In an interview with The Treatment, director James Gunn addressed having music by composer Tyler Bates prepared for scenes prior to filming the first Guardians of the Galaxy — rather than the other way around, where music is written "to picture" after filming and editing are complete.
Starting with music can create an overall rhythm for a film that's understood well before the cameras start rolling. Additionally, editing scenes can be easier since there's no need to edit to a temporary track: the track used is the actual finished music. Still, starting with a score and editing a film to fit is a tricky accomplishment, even with today's digital editing technology.
Gunn points to Ennio Morricone's collaboration with Sergio Leone on Once Upon a Time in the West (1968) as an inspiration. At the time, pre-digital, it enabled a rhythm to be established during production, resulting in wondrous shots of Henry Fonda walking across a desert landscape in time with the music. There's a relationship forged between the film and the music; not simply supporting, but engaging and at times antagonizing the frame and narrative.
(Literal trigger warning: the sequence below is illustrative but violent.)
Leone and Morricone repeated this type of collaboration with Once Upon a Time in America (1984). As described by Robert Ito in the New York Times in 2015,
The film was in production for so long that Mr. Morricone ended up writing most of the music before a single scene was shot. In some cases, Leone played the music for the actors on the set to help them get into character. By the time the film made it to American screens (about 2 hours 10 minutes shorter than the original, uncut version), Leone had been plotting and preparing the film for nearly two decades.

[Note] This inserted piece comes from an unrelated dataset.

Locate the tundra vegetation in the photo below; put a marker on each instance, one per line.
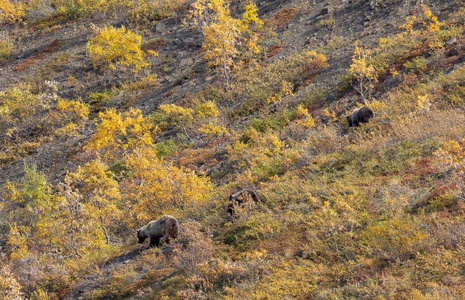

Matching music to scenes is much simpler to achieve with today's technology. Composers often deliver "stems" of their score, allowing significant reworking and manipulation as is called for in the editing process. However, in that situation it is rare for the music to play anything other than a supporting role. Composers are typically brought in with only a few weeks to turn something around, so true integration and conversation are streamlined for accessibility and speed, often dependent on temp tracks that limit composers' flexibility.
Stanley Kubrick understood this all too well as he completed his classic 2001: A Space Odyssey (1968). Kubrick had hired Alex North to score the film, but ultimately discarded North's original score in favor of licensing the temp tracks that had become integral to the film he was making — Johann Strauss's Blue Danube waltz; avant-garde music by Gyorgi Ligeti and Aram Khachaturian; and most famously, Richard Strauss's Also Sprach Zarathustra.
Having the composer brought in from the beginning is an increasingly desirable creative choice, almost reactively against the predominant method purported by Hollywood. Composer Gustavo Santaolalla has frequently discussed his work on Brokeback Mountain (2005):
I always liked to work from the script and I talk to directors much more so, than just watching footage. So the biggest example for that is Brokeback Mountain, which I did the whole score before one frame was shot. I mean it was the genius of Ang Lee to sort of place in the music in this part of the movie, or this part will go here or there. And then obviously we edited and recorded the orchestra for real, but all the themes and my guitar, all that was done prior to any filming.
Ryan Amon was tasked with composing before filming for his first feature Elysium (2013). Since Amon came from a world of film trailers that often utilize existing music, noted the Hollywood Reporter,
the director had him compose much of the music before seeing the film — replicating Amon's process for scoring trailers, which are usually not prepared for composers beforehand. "He didn't want me to know what was going on. He wanted me to use my imagination," Amon said. He found the process both daunting and liberating. "I could have scored this movie 100 ways." [...] The result is a "hybrid score" that fuses synthesizers with classical orchestration by London's Philharmonia.
Recently, Jim Jarmusch employed this technique with Jozef van Wissem, a frequent collaborator, whose music for the film Only Lovers Left Alive was predominantly completed prior to the film's shooting. In an interview with the Credits, van Wissem explained:
I started writing some pieces last summer, without thinking about the film. I hadn't seen anything yet, so I just wrote a group of pieces that I thought would fit well together, and I gave those to Jim. Most of them ended up in the film. Then we went into the studio and added drums and guitar...it's not like I composed the pieces having seen any images at all. Jim first had the music, and then later he made the film. The tone of the film was set with these musical pieces.
It's similar to having a pre-existing track come to define a scene — as in the Pulp Fiction dance number. It's understandable, disappointing as it must have been for North, that Stanley Kubrick made the choices he did. In an interview with Michel Ciment, Kubrick said, "When you are editing a film, it's very helpful to be able to try out different pieces of music to see how they work with the scene...Well, with a little more care and thought, these temporary tracks can become the final score."
There's a reason these films have stood the test of time, making a splash amidst the plethora of films and film scores released every year. Positioning a composer at the front end of a production uniquely empowers him or her to collaborate and create the film with the writers, cinematographers, actors, directors, etc. The music informs the film's rhythm — indeed, its soul — from the beginning.
Garrett Tiedemann is a writer, filmmaker and composer who owns the multimedia lab CyNar Pictures and its record label American Residue Records.